Enfin, le nombre de participants est un des enjeux qu’il convient évidemment d’évoquer. Si certes, les conseils précédents peuvent permettre de très bien gérer une réunion avec beaucoup de participants, si tant est que la plupart soient silencieux, cette surpopulation est parfois due à une volonté de ne pas froisser les personnes qui ne sont pas invités. Pour autant, plus les invités sont nombreux, plus il est facile de se « fondre dans la masse », d’être « passager clandestin » et vaquer à d’autres occupations.

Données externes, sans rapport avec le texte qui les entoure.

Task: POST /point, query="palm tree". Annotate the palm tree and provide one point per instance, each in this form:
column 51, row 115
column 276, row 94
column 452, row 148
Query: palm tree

Jeff Bezos a ainsi résumé cette idée par la 2-Pizzas Rule : si deux pizzas ne permettent pas de nourrir l’ensemble des participants, c’est que vous êtes trop nombreux. Notons cependant que la taille des pizzas n’est sûrement pas du même ordre que les nôtres, mais l’idée est assez parlante.
Néanmoins, si la réunion se doit d’être limitée en nombre de collaborateurs, rien n’empêche de diffuser plus largement le compte-rendu de celle-ci. Il s’agit même plutôt d’une bonne pratique. Les participants qui seraient restés passifs s’ils avaient assisté à la réunion pourront adopter une posture plus active en lisant ce compte-rendu.